WEST ORANGE, NJ — The West Orange Board Education heard a presentation on the recent audit of the district’s special education program at its Dec. 4 meeting, and received praise for the program’s successes and recommendations as to how the district can improve.
The report was presented by Charlie Bryant and Patrick Keenoy, educational consultants from the firm Bryant, Gemza, Keenoy & Kozlik. According to Bryant and Keenoy, the firm examined the quality, efficiency and overall effectiveness of the programs and services available to students with disabilities in West Orange. They found that, by looking at the district’s code compliance, parent and staff satisfaction, and curriculum, West Orange’s special education program is in good shape.
“What we found is West Orange continues its tradition of having experienced and dedicated staff who take pride in their work,” Bryant said at the meeting. West Orange’s special education program ranked 76th in the state, which Bryant said is good, considering there are more than 500 school districts in New Jersey.
Keenoy said various factors that went into that ranking, saying that special education codes and regulations in the state are always changing. They included the district’s reconfiguration of the Language-Learning Disabilities program, now housed at Kelly Elementary School, and the district’s reading programs.

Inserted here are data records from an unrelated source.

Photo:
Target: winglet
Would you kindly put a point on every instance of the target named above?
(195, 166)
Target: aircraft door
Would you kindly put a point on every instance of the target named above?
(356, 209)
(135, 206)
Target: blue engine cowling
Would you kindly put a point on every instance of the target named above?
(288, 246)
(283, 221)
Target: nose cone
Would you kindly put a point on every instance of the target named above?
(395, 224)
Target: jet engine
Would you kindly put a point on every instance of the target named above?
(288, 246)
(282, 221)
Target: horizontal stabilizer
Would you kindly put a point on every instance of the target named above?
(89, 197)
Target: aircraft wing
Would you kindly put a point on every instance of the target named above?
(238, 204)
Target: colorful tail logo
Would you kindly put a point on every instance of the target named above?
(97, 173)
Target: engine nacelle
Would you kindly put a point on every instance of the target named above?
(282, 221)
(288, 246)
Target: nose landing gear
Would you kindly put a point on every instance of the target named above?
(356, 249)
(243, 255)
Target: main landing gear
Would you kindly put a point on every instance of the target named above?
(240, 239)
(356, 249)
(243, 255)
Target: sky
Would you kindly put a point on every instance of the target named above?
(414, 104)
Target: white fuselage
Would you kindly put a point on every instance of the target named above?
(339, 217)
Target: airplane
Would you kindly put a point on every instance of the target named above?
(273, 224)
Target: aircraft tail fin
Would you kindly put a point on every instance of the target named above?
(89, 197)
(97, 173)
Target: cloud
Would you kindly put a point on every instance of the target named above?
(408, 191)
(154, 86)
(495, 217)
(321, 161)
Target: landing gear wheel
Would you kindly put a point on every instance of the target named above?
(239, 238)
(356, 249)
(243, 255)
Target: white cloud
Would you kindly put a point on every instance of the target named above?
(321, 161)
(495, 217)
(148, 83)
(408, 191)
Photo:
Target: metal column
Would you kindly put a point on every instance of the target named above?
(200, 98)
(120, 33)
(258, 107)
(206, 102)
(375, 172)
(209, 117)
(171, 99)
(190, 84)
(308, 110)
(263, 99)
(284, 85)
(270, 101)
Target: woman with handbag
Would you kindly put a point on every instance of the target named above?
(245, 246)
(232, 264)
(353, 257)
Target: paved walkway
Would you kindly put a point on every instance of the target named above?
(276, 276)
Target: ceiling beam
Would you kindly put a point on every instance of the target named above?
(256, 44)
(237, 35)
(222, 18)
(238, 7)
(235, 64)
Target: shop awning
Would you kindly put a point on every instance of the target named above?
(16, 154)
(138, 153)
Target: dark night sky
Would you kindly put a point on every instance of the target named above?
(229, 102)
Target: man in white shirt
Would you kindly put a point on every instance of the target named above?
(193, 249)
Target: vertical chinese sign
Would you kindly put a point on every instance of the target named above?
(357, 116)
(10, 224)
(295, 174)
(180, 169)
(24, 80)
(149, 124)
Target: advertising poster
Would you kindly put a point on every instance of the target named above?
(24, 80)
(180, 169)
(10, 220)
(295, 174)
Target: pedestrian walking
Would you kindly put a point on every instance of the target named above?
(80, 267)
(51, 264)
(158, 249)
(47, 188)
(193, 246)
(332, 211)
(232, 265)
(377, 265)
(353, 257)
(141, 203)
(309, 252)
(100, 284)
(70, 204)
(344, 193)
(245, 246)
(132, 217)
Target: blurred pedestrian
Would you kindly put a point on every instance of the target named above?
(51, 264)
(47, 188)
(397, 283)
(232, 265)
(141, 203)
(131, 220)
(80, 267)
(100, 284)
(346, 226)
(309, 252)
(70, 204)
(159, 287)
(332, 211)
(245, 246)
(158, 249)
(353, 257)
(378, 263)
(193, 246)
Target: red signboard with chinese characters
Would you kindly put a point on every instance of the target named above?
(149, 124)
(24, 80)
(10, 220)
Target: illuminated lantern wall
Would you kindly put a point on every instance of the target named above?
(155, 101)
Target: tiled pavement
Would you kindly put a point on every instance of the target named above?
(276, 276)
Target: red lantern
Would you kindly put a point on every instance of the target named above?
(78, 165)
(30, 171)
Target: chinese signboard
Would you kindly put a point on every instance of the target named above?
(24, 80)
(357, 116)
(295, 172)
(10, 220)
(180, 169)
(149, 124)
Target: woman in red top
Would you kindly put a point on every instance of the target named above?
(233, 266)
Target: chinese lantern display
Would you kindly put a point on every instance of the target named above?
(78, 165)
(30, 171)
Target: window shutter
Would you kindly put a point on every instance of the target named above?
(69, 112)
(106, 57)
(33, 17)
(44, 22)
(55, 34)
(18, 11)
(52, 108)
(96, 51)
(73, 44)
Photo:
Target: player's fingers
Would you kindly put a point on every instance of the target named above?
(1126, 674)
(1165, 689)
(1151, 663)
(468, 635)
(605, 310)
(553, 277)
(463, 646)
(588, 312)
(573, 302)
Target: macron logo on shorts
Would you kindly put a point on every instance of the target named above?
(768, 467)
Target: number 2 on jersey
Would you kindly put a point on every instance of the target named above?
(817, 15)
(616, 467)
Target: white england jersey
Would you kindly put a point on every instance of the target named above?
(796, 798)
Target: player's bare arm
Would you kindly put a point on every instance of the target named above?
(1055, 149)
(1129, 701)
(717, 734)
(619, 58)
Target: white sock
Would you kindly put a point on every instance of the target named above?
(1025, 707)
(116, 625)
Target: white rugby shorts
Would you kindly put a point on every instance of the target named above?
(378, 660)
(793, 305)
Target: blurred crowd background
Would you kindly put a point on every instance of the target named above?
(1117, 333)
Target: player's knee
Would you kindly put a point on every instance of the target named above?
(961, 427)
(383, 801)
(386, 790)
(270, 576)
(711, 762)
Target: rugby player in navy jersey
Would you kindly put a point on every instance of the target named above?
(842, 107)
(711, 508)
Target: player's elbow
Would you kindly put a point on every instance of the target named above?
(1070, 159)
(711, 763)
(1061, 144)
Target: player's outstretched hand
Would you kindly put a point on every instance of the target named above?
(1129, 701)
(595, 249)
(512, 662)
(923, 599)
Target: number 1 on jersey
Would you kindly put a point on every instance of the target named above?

“As most of you probably know, reading is the most important issue for special education students,” Keenoy said. “That’s usually the reason that most of them are referred.”
Keenoy said at the meeting that West Orange is spending slightly more money on the special education program than average, because the staff to aide ratio is 1 to 1, which is high.
“Spending is a little higher than most, and in general it seems to be mostly with non-instructional staff,” he said. “Which is the difference between direct and support staff.”
While he admitted that more staff is always needed in special education programs across the state, Keenoy said that more professional development is the best way to allocate teachers and aides to where they need to be in order to maximize the number of students reached. More one-on-one instruction is more effective than having one teacher and more than one aide, he said.
“You do a lot of professional development already,” Keenoy said. “However, targeted professional development would probably be your most valuable way of improving. Professional development makes the staff you do have more efficient, and you probably don’t need more for the pieces you have.”
Keenoy described the professional development needed as a “larger toolbox” for teachers, saying that when a teacher has more skills, that teacher can then provide more direct instruction, thus making aides available to be in other places.
BOE member Laura Lab agreed with Keenoy and Bryant’s assessment of needing more professional development to better prepare teachers for working with students. She also would like to see general education teachers receive more training as well.
“I hope, moving forward, that the district does provide that professional development, to general education teachers as well,” Lab said at the meeting. “Because, usually if a child is in general education and they’re not doing well, the teacher is the first (to notice). Maybe it’s special education that they need, maybe it’s other support.”
Keenoy lauded the district for the number of special education programs and services it offers to students in West Orange.
“You’re one of the leaders in terms of having more programs within the district,” he said. “More districts are starting to look into that, but you started quite early.”